[Openstack-sigs] [meta] How SIG work gets done?

Thierry Carrez thierry at openstack.org
Thu Jul 20 02:18:54 UTC 2017


Melvin Hillsman wrote:
> Observation: One typical concern voiced regarding a requirement from a
> working group/team, organization, deployer, end-user, etc is that there
> are no guarantees for requirements to even be considered let alone being
> implemented. Comments regarding this generally center around developers
> will work on what they are paid to work on. This assumes something that
> may be pushing more folks away at times and that is a) we have a paywall
> or pay-to-play model, b) we do not/have not had any folks contributing
> out of the spirit of open-source, and c) if you are a small IT shop you
> have no chance of being heard. 
> 
> Question: What "safeguards" are in place to ensure SIGs are not going to
> go down this same path?
> 
> Suggestion(s): I have heard a couple of things which may help but
> primarily I wanted to get the conversation started.

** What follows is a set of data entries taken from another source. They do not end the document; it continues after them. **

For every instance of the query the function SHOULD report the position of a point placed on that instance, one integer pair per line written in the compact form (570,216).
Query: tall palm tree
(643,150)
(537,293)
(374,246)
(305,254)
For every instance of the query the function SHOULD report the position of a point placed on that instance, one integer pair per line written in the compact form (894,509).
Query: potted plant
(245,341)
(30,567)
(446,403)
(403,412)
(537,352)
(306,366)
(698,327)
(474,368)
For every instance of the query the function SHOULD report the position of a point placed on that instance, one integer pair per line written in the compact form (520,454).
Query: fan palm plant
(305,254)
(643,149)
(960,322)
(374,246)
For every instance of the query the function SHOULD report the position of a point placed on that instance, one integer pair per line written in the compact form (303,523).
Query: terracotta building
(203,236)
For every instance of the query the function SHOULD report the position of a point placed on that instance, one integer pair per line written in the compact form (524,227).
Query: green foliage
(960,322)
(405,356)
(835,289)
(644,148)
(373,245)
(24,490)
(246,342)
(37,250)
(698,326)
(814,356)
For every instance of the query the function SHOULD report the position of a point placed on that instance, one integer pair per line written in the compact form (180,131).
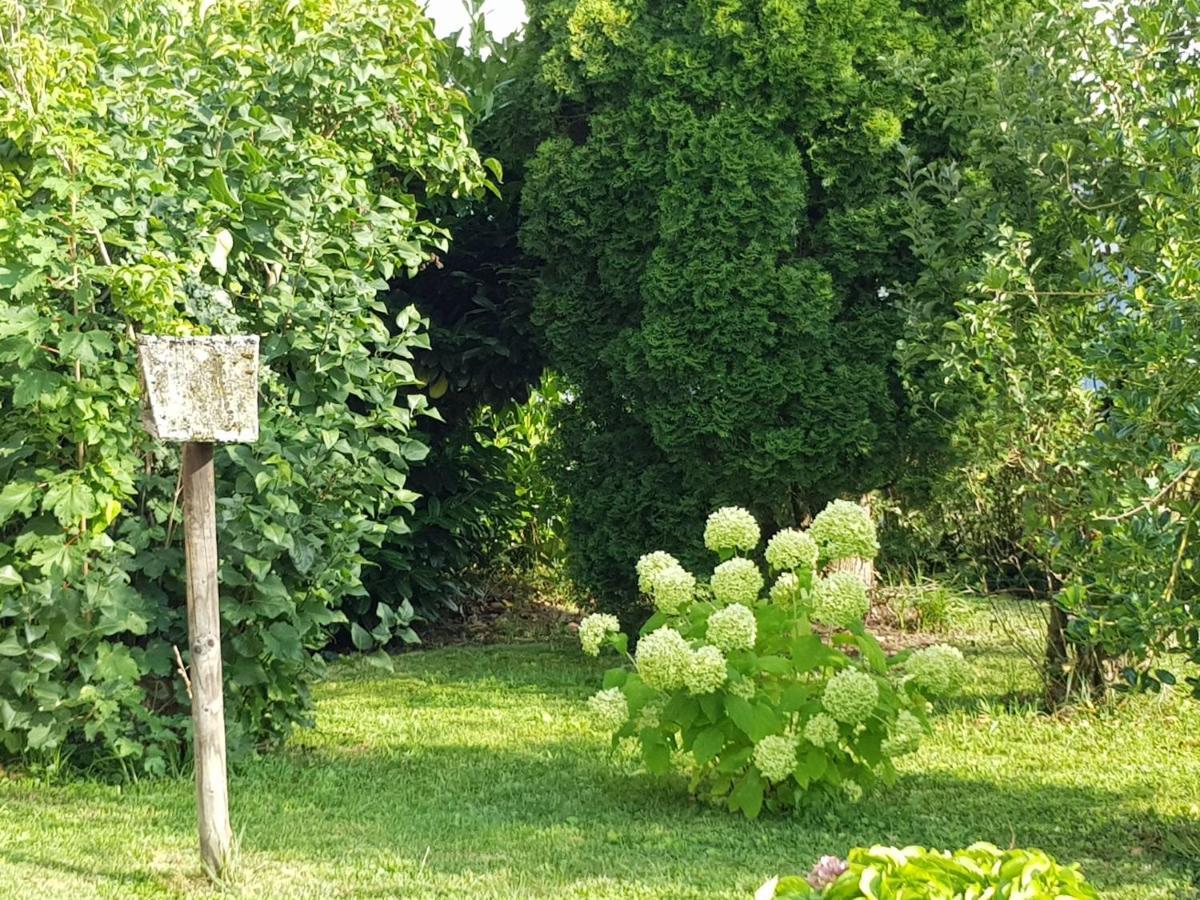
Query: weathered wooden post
(201,390)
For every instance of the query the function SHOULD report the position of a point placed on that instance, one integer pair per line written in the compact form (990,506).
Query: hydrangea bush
(982,870)
(765,684)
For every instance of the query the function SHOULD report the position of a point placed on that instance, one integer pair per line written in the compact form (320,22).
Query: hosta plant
(982,870)
(763,683)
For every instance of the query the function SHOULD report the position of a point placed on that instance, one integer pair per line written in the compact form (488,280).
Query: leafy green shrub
(982,870)
(767,697)
(167,167)
(1053,325)
(485,497)
(715,211)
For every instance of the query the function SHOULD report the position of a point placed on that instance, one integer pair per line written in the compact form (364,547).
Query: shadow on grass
(569,809)
(541,815)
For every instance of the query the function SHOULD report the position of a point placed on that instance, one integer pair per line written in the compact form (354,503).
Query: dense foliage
(187,167)
(715,215)
(982,870)
(1053,328)
(483,490)
(768,696)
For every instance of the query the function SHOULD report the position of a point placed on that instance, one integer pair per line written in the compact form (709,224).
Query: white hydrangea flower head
(594,629)
(743,688)
(792,549)
(775,756)
(707,671)
(821,730)
(850,696)
(840,600)
(937,670)
(649,565)
(663,659)
(785,591)
(905,735)
(732,628)
(731,528)
(610,708)
(672,589)
(737,581)
(844,531)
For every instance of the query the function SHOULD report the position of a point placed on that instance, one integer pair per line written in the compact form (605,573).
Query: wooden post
(198,390)
(204,640)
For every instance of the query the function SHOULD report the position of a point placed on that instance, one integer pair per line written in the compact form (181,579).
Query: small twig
(1146,504)
(174,505)
(183,671)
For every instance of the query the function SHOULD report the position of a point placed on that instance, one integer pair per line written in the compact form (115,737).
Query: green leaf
(360,637)
(11,646)
(748,795)
(379,659)
(219,187)
(40,737)
(282,641)
(33,384)
(70,499)
(742,714)
(708,744)
(16,497)
(655,753)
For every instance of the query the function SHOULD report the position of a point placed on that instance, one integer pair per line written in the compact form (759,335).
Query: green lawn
(474,773)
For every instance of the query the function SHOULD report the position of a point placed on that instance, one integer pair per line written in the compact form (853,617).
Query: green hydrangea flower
(594,629)
(651,565)
(731,528)
(840,600)
(672,589)
(707,671)
(821,730)
(663,659)
(843,531)
(905,735)
(785,591)
(737,581)
(651,714)
(610,708)
(850,696)
(937,670)
(792,549)
(775,756)
(732,628)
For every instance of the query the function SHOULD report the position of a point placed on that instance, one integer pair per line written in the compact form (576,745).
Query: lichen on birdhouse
(199,389)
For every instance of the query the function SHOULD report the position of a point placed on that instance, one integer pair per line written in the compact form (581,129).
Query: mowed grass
(475,773)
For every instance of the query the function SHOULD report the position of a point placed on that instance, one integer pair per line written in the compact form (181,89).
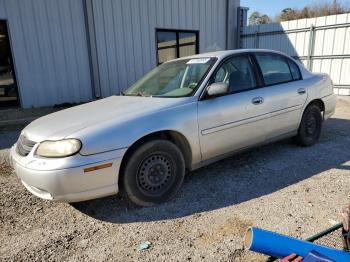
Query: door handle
(257,100)
(301,91)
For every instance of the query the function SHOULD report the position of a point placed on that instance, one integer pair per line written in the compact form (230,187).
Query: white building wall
(49,47)
(126,34)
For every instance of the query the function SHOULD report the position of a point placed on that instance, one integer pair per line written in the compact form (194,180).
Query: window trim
(177,45)
(284,58)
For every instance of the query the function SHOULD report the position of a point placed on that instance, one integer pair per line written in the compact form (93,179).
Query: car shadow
(255,173)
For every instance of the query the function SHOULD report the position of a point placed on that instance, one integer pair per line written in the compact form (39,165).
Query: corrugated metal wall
(328,50)
(49,45)
(125,34)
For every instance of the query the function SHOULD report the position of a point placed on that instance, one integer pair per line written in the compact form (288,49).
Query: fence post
(311,47)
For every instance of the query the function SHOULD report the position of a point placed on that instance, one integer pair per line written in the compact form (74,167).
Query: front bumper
(66,181)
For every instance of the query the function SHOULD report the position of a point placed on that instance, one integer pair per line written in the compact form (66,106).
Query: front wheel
(310,127)
(153,173)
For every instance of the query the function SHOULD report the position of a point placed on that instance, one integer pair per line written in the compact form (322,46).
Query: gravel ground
(280,187)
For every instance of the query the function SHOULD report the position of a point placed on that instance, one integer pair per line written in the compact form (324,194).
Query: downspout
(92,48)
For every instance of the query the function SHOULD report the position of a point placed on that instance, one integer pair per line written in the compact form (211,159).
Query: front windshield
(173,79)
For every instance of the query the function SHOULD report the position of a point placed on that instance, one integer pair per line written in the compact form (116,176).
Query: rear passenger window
(274,68)
(237,73)
(295,70)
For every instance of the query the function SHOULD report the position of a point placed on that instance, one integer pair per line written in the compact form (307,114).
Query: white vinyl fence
(322,44)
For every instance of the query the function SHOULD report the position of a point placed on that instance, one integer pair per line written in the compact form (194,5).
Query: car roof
(225,53)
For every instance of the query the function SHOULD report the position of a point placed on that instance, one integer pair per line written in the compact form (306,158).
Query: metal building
(72,51)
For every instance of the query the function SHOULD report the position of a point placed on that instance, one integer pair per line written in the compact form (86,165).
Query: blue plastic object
(277,245)
(314,256)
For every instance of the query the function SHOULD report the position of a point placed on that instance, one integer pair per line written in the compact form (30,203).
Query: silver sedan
(184,114)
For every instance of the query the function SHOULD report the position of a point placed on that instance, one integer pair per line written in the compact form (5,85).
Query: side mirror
(217,89)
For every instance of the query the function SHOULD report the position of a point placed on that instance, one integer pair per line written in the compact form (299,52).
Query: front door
(238,119)
(8,87)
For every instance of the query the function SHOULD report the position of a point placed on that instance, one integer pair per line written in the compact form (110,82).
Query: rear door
(285,92)
(238,119)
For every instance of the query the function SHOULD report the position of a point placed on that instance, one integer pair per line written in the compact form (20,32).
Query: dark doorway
(8,86)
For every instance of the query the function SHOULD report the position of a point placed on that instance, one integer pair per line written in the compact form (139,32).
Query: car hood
(115,108)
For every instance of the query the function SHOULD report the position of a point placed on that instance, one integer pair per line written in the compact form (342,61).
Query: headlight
(60,148)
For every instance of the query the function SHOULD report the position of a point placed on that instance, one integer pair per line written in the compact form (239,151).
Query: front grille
(24,146)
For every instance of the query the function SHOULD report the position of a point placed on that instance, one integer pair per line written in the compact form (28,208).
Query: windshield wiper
(136,94)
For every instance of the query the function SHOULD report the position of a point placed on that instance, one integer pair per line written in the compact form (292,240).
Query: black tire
(153,173)
(310,127)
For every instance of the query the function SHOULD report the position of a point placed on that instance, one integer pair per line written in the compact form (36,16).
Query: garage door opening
(8,86)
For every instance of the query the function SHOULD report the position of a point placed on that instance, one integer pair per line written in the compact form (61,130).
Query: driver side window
(237,73)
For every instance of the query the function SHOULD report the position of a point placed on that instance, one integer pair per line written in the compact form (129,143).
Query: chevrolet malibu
(184,114)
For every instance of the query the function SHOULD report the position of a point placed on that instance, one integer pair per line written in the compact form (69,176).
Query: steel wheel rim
(155,174)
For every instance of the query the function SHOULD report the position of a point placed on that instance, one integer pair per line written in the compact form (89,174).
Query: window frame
(177,45)
(258,80)
(285,59)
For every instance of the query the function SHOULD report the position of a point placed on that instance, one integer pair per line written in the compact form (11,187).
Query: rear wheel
(310,127)
(153,173)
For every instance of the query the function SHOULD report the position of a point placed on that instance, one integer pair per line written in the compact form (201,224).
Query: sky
(274,7)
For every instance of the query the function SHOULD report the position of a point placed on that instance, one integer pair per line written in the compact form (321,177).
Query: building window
(173,44)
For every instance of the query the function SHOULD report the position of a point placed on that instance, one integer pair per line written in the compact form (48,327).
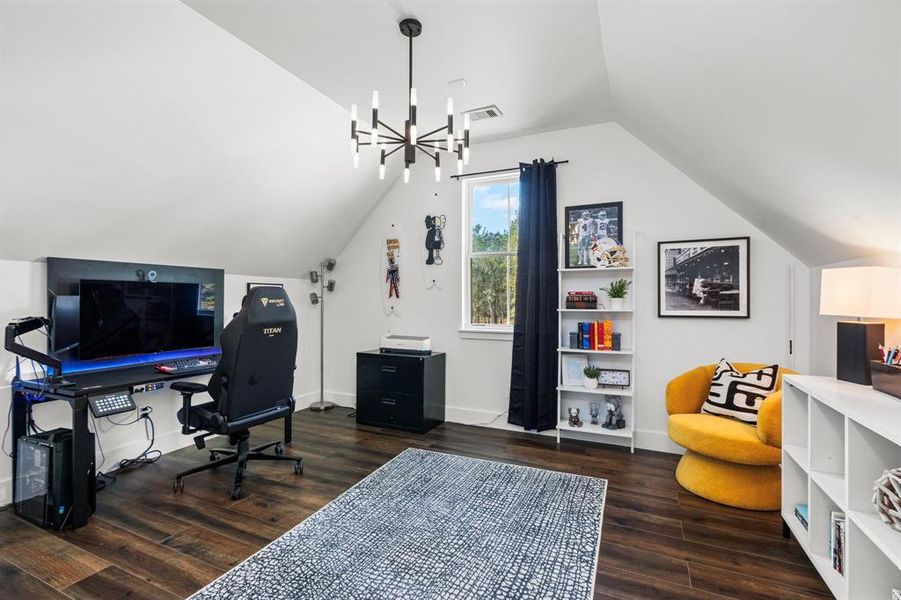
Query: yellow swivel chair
(726,461)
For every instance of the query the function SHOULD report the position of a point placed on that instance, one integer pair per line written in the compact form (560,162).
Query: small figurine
(615,418)
(434,239)
(392,276)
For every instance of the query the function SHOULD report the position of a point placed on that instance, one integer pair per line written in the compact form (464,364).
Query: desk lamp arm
(18,327)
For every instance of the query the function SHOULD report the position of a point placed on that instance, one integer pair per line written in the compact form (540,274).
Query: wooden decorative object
(887,497)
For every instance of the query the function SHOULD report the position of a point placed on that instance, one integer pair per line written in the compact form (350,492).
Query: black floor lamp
(319,298)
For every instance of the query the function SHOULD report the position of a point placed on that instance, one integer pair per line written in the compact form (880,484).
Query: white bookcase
(623,323)
(837,439)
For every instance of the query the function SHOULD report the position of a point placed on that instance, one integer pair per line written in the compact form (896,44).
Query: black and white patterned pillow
(739,395)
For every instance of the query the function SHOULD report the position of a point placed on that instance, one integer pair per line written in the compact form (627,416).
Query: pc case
(43,486)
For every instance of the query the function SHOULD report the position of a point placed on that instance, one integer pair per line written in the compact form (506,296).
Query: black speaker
(857,344)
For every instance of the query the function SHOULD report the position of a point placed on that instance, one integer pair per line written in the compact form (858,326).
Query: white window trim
(469,330)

Here is one, require
> cross-SIG and non-cross-SIG proposals to be prioritized and at least one
> blueprint/proposal be put in a cycle, granted it has gone through
> appropriate vetting, per project?

My view on this is that SIGs should regroup all the stakeholders that
care about a particular problem space or use case. Ideally those
stakeholders would join the SIG with a mix of operational people (to
describe needs and validate solutions) and development resources (to
implement solutions). It's important that the SIG members agree on
priorities, so that the development resources in that SIG can all
collaborate to go in the same direction.

In summary, I see the SIG as a way to provide more direct discussions
between ops and devs interested in the same area (ideally blurring the
line between them), but also as a way to come up with common priorities
and pool development resources coming from different organizations (to
get things done as a group).

If a SIG ends up not including any development resource, the SIG can
still produce documentation about missing features or priorities. But
frankly, I would see that documentation more as a way to encourage
organizations to throw development resources at the described priorities
(and therefore join the SIG, and work upstream in the corresponding
project teams), rather than as something that would magically get
prioritized in some mythical "development team".